Open Access News

News from the open access movement


Thursday, January 24, 2008

Neurocommons OA project one to watch in 2008

Greg Simon, the President of FasterCures, has put together a list of Ten to watch in 2008 --for accelerating medical research and translating research into cures.  Excerpt:

4. Science 2.0. Collaborative science is the name of the game these days, as science gets bigger and more multi-disciplinary and the data available for research grows explosively. The technological opportunity presented by the Semantic Web for networking data and researchers will be transformative. Watch the Neurocommons Project, a demonstration of the power of the Semantic Web approach based on open access information....

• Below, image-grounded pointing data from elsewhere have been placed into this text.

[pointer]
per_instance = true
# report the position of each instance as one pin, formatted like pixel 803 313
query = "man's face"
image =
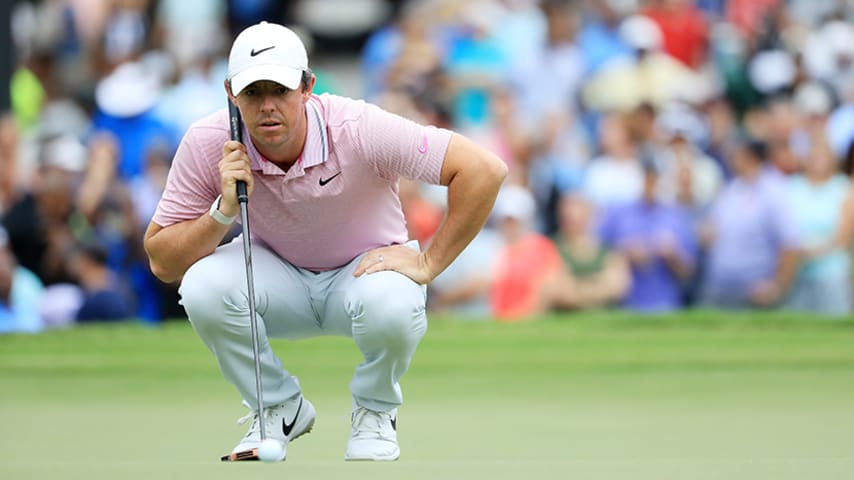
pixel 273 114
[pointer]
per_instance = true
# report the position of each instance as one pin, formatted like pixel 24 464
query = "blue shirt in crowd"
pixel 752 224
pixel 655 287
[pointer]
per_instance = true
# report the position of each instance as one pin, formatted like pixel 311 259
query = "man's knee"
pixel 207 291
pixel 388 305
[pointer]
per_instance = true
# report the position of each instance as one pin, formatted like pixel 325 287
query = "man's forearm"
pixel 786 269
pixel 471 195
pixel 172 250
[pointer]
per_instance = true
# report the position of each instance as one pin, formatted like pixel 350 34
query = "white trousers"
pixel 383 312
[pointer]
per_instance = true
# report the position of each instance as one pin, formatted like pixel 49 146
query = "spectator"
pixel 463 288
pixel 20 293
pixel 751 238
pixel 545 85
pixel 657 239
pixel 647 76
pixel 103 299
pixel 683 27
pixel 598 276
pixel 614 177
pixel 687 176
pixel 528 263
pixel 126 101
pixel 823 281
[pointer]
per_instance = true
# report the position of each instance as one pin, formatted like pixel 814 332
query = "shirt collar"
pixel 315 151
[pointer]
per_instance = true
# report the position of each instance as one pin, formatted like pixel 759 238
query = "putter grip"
pixel 236 129
pixel 242 196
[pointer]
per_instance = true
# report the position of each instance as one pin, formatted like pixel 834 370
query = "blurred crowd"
pixel 663 154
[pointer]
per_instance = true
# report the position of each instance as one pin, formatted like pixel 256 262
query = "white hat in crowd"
pixel 129 90
pixel 266 51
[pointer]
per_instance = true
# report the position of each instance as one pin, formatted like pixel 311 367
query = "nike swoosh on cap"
pixel 258 52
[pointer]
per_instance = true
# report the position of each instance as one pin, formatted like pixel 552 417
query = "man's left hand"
pixel 398 258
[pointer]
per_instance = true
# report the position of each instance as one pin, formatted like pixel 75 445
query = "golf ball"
pixel 271 450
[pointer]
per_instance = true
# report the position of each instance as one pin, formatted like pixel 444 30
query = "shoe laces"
pixel 370 424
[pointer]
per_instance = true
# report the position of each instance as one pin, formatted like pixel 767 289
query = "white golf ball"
pixel 271 450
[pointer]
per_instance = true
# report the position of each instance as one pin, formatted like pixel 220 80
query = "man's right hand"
pixel 234 166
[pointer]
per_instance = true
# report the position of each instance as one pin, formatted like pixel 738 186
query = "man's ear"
pixel 308 86
pixel 228 92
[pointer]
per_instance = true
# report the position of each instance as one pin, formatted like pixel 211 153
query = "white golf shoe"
pixel 373 436
pixel 284 422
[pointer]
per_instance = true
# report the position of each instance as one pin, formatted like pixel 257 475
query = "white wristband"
pixel 219 216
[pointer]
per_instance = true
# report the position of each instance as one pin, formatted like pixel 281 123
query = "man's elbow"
pixel 496 168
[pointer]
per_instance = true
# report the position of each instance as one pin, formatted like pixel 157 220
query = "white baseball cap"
pixel 266 51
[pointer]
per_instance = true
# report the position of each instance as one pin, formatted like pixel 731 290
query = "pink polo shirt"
pixel 337 201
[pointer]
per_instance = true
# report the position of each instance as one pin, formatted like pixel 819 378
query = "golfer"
pixel 329 245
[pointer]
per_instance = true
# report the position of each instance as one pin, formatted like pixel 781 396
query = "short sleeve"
pixel 400 148
pixel 192 184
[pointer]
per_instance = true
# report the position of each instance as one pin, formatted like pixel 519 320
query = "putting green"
pixel 593 396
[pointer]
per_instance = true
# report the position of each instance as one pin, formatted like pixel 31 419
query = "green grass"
pixel 597 396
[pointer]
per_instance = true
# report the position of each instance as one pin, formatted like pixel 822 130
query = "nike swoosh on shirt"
pixel 324 181
pixel 286 429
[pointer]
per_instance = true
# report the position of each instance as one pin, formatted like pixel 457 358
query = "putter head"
pixel 244 456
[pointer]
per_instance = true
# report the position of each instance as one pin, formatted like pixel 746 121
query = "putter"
pixel 236 127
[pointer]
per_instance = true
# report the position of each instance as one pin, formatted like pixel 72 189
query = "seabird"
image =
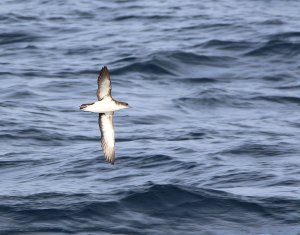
pixel 105 106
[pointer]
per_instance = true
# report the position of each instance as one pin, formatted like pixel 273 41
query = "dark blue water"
pixel 211 145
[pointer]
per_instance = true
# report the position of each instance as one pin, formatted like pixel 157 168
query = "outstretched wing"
pixel 107 136
pixel 104 84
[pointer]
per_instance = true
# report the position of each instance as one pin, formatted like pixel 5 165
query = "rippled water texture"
pixel 211 145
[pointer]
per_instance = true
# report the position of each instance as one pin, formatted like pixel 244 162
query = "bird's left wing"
pixel 107 136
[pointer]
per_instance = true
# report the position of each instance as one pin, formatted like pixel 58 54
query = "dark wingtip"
pixel 104 71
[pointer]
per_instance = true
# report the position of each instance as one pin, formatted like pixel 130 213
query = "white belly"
pixel 103 106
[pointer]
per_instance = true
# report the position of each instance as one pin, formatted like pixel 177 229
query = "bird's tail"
pixel 84 106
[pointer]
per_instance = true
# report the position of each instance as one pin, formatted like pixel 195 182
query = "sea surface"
pixel 211 145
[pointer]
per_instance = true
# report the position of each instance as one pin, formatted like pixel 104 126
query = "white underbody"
pixel 105 105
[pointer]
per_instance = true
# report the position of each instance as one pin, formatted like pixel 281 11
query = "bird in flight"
pixel 105 106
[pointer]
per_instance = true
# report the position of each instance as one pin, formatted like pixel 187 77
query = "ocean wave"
pixel 165 202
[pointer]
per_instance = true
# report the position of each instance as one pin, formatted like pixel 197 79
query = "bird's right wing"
pixel 107 136
pixel 104 84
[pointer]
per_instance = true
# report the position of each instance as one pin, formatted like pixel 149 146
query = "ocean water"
pixel 210 145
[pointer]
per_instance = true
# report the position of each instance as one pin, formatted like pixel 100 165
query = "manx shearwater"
pixel 105 106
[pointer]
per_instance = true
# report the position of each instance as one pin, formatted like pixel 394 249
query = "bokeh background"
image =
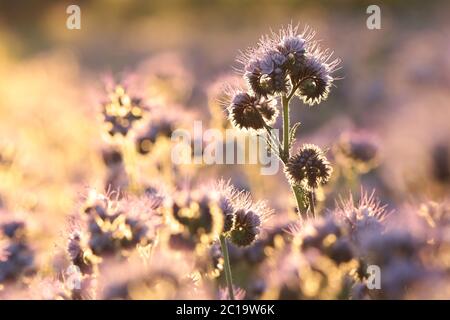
pixel 394 84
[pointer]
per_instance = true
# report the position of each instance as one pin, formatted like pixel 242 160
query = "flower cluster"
pixel 16 256
pixel 309 167
pixel 286 63
pixel 111 226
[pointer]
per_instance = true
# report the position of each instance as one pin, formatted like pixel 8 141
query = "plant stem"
pixel 301 206
pixel 311 202
pixel 286 127
pixel 227 267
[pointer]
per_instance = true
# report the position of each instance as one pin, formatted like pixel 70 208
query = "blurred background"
pixel 394 85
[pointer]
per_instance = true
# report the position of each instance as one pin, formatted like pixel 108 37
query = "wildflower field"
pixel 224 150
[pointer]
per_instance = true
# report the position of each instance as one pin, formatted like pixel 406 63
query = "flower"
pixel 246 227
pixel 250 112
pixel 121 111
pixel 113 225
pixel 358 150
pixel 367 216
pixel 309 167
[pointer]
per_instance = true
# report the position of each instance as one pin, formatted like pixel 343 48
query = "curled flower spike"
pixel 309 167
pixel 246 227
pixel 197 215
pixel 267 75
pixel 122 111
pixel 250 112
pixel 116 225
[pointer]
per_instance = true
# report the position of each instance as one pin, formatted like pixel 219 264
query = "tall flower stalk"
pixel 282 66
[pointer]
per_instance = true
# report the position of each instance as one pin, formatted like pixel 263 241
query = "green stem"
pixel 301 205
pixel 227 267
pixel 286 127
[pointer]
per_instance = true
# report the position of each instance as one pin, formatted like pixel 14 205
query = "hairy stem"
pixel 227 267
pixel 301 206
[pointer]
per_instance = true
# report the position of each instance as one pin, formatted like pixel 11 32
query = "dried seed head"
pixel 250 112
pixel 366 216
pixel 309 167
pixel 267 75
pixel 246 228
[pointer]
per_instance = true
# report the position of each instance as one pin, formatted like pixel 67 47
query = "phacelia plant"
pixel 282 66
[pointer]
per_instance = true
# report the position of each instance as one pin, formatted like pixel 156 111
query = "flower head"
pixel 290 60
pixel 357 150
pixel 121 111
pixel 309 167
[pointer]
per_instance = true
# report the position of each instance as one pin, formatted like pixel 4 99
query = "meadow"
pixel 228 150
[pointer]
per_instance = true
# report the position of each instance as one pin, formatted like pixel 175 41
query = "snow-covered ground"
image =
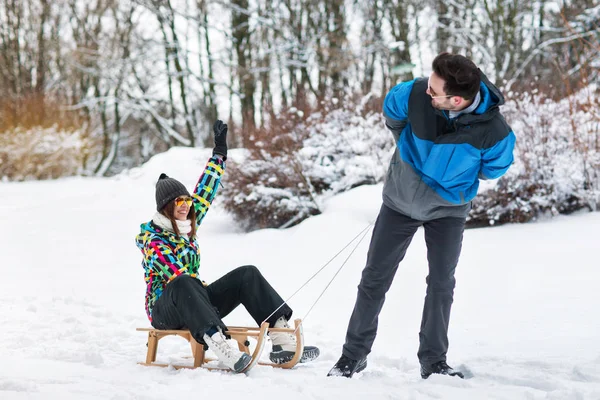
pixel 525 318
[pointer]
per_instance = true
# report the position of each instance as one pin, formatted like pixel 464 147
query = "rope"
pixel 364 233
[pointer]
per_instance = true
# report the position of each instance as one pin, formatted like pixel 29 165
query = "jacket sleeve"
pixel 161 260
pixel 207 186
pixel 395 108
pixel 496 160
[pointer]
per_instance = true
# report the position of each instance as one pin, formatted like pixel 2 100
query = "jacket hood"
pixel 490 96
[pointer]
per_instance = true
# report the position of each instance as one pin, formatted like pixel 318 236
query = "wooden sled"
pixel 238 333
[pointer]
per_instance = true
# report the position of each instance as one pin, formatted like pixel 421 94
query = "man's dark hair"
pixel 461 75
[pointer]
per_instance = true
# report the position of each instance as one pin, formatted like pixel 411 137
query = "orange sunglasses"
pixel 180 200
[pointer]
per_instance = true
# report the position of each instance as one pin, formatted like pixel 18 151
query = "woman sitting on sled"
pixel 176 298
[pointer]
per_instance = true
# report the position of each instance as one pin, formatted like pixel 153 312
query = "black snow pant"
pixel 187 304
pixel 392 235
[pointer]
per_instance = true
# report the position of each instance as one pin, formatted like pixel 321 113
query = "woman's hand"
pixel 220 130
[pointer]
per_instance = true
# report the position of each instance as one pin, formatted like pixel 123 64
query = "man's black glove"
pixel 220 130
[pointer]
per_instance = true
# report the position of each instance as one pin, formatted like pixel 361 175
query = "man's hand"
pixel 220 130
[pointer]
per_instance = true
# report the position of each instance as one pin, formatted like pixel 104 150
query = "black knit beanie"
pixel 168 189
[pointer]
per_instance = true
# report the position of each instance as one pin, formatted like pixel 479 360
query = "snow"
pixel 524 321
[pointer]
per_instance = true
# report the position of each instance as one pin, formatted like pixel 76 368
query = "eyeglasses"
pixel 180 200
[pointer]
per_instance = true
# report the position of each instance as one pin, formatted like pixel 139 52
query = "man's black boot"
pixel 441 368
pixel 347 367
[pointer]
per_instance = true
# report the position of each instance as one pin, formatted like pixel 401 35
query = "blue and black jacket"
pixel 435 170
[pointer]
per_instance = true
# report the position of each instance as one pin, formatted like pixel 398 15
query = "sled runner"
pixel 238 333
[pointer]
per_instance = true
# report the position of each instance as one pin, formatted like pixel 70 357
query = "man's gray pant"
pixel 392 234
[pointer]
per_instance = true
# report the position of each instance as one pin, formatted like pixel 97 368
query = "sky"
pixel 524 322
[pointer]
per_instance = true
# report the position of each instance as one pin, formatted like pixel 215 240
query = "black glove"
pixel 220 130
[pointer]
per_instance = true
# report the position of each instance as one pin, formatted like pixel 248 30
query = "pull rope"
pixel 363 233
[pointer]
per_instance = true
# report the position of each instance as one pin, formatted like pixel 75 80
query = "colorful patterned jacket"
pixel 167 255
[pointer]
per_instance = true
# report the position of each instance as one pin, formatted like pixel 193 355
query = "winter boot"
pixel 234 359
pixel 441 368
pixel 284 346
pixel 347 367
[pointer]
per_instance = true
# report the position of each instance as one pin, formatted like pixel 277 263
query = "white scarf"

Update. Also see the response from Science Commons, which launched the Neurocommons project:

One of the most important reasons Science Commons exists is to help people find cures for disease faster. So we are delighted and honored to have made the FasterCures list of Ten to Watch in 2008 — recognizing “the top ten organizations, people, and ideas that are changing the face of biomedical research in 2008.” ...

In the simplest terms, [“Semantic Web” approach used at Neurocommons is] a way to mark research data so computers can help us make sense of it. The driving concept is that collaboration in science needs to make a shift from human-mediated to computer-mediated, from single-database access to data integration, from reading papers by people to reading papers with machines, and so on.

As part of the Neurocommons Project, we mark research that’s free to use — open access information — using the Semantic Web RDF language. This means that computers — not people — can sort through the data, giving researchers the ability to swiftly process much larger data sets. And that means that the research won’t simply be more accessible, it will also be easier to use — leading, we hope, to more (and faster) breakthroughs that benefit everyone.